Desde el principio de aquel accidentado viaje había experimentado tantas sorpresas, que creí que ya nada en el mundo podría maravillarme. Y, sin embargo, ante aquellas dos letras, grabadas tres siglos atrás, caí en un aturdimiento cercano a la estupidez. No sólo leía en la roca la firma del sabio alquimista, sino que tenía entre mis manos el estilete con que había sido grabada. A menos de proceder de mala fe, no podía poner en duda la existencia del viajero y la realidad de su viaje.

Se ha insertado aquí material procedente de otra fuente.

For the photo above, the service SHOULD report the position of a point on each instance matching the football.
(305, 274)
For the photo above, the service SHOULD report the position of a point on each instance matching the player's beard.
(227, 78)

¡Mientras estas reflexiones bullían en mi mente, el profesor Lidenbrock se dejaba arrastrar por un acceso algo ditirámbico en loor de Arne Saknussemm.
—¡Oh maravilloso genio! —exclamó—, ¡no has olvidado ninguno de los detalles que podían abrir a otros mortales las vías de la corteza terrestre, y así, tus semejantes pueden hallar, al cabo de tres siglos, las huellas que tus plantas dejaron en el seno de estos subterráneos obscuros ¡Has reservado a otros miradas distintas de las tuyas la contemplación de tan extrañas maravillas! Tu nombre, grabado de etapa en etapa, conduce derecho a su meta al viajero dotado de audacia suficiente para seguirte, y, en el centro mismo de nuestro planeta, estará también tu nombre, escrito por tu propia mano. Pues bien, también yo iré a firmar con mi mano esta última página de granito! Para que, desde ahora mismo, este cabo, visto por ti, junto a este mar por ti también descubierto, sea para siempre llamado el Cabo Saknussemm.
Estas fueron, sobre poco más a menos, las palabras que sus labios pronunciaron, y, al oírlas, me sentí invadido por el entusiasmo que respiraba en ellas.
Sentí que renacía una nueva fuerza en el interior de mi pecho; olvidé los padecimientos del viaje y los peligros del regreso. Lo que otro hombre había hecho también quería hacerlo yo, y nada que fuese humano me parecía imposible.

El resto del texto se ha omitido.